Sin embargo, suena a absurdo que el nuevo Plan anti inmigración del polémico Trump integre como criterio la necesidad de hablar en lengua anglosajona y desechar así cualquier petición de entrada al país por el mero hecho de expresarse en español.

Se supone que el presidente de Estados Unidos, y en concreto su yerno, responsable de la redacción de esta propuesta que aún no ha alcanzado el beneplácito legal de la administración, no añadirá en letra pequeña la necesidad de mostrar la cuenta bancaria del hablante en español como eximente del anterior criterio.

En un contexto europeo y mundial, en el que todos estamos más próximos unos a otros, genera un tremendo estruendo escuchar medidas discriminatorias en lugar de iniciativas que apuesten por la convivencia y la integración, y por qué no, por fomentar el uso del inglés sin tener por ello que fusilar la lengua de Cervantes.

No es objeto de estas líneas abordar el asunto migratorio de Estados Unidos ni tratar, como dicen algunos, si Estados Unidos “está lleno” o no.

Pero es evidente que la guerra planteada por Trump y los aislacionistas, pretende silenciar a cincuenta millones de hispano hablantes que usan este idioma en ciudades como Nueva York o Los Ángeles.
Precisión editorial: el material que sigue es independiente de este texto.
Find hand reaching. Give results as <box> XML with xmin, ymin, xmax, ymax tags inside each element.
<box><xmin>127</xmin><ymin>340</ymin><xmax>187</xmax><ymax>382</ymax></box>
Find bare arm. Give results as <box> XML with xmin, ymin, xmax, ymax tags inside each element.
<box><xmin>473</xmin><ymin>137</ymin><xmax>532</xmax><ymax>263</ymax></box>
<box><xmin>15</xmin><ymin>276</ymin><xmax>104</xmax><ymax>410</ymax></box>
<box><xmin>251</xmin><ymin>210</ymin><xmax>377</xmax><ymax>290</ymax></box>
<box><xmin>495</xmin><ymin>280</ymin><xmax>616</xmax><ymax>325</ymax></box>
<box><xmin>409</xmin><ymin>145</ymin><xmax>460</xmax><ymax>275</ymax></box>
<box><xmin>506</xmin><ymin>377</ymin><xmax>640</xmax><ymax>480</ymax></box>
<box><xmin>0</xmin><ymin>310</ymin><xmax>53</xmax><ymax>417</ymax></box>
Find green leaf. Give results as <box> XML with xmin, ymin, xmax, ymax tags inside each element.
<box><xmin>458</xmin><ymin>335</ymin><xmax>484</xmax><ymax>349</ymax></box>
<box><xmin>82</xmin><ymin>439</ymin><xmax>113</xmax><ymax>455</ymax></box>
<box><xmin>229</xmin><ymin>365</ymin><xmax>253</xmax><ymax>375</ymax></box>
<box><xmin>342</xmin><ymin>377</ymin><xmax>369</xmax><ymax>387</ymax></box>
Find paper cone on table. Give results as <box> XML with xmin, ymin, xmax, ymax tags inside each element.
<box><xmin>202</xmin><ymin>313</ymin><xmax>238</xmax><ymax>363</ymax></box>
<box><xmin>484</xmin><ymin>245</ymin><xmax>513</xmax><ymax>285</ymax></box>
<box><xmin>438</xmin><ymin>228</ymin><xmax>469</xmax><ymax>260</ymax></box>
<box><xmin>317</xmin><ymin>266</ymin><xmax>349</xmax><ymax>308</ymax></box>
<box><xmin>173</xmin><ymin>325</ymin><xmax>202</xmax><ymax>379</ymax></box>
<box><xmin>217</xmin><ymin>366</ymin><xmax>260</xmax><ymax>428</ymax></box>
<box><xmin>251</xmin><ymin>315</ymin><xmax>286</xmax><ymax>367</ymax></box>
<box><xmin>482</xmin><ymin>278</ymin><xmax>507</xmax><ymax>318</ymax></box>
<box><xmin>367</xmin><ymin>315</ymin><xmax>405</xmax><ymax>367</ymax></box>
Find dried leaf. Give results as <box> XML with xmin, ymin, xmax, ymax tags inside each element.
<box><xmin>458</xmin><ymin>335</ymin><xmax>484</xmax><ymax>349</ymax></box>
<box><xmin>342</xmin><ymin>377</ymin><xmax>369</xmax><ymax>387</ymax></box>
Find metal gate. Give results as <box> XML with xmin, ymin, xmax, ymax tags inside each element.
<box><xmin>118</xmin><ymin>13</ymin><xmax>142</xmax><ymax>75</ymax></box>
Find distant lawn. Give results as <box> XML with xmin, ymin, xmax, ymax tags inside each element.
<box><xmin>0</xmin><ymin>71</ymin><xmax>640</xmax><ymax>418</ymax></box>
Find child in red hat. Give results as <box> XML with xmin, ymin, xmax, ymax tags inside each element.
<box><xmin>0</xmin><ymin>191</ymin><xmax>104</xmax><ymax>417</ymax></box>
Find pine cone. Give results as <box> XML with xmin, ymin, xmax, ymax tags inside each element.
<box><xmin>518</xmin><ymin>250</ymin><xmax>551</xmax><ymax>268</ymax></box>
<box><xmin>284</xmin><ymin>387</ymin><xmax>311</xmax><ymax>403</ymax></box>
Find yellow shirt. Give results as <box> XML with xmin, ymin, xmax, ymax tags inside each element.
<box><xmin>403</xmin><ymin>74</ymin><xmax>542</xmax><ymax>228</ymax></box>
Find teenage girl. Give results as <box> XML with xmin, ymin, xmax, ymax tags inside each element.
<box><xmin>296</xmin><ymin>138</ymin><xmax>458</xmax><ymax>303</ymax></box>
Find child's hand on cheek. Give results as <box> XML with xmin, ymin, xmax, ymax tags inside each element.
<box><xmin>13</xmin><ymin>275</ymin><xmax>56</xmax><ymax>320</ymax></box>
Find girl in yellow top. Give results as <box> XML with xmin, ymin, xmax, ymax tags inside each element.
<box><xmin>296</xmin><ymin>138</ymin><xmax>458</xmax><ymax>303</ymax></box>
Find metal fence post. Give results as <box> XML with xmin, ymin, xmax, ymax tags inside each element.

En ésta última son, nada menos, cuatro millones de personas los que se expresan en español.

Y como en toda guerra, ya hay quien cifra los costes económicos de esta fobia ‘trumpista’. Algunos estudios hablan de unas pérdidas económicas para EE UU de 400.000 millones de euros, en gran medida, por la desaparición de numerosos empleos desempeñados por latinos, muchos de ellos precarios y que el estadounidense de a pie no está dispuesto a realizar.

Pero también, por la potencial aportación de jóvenes talentos formados en escuelas de Estados Unidos y que muchas universidades estarían dispuestas a fichar en aras de mejorar su enseñanza y dirigirla hacia un mundo, quiera o no Trump, totalmente globalizado.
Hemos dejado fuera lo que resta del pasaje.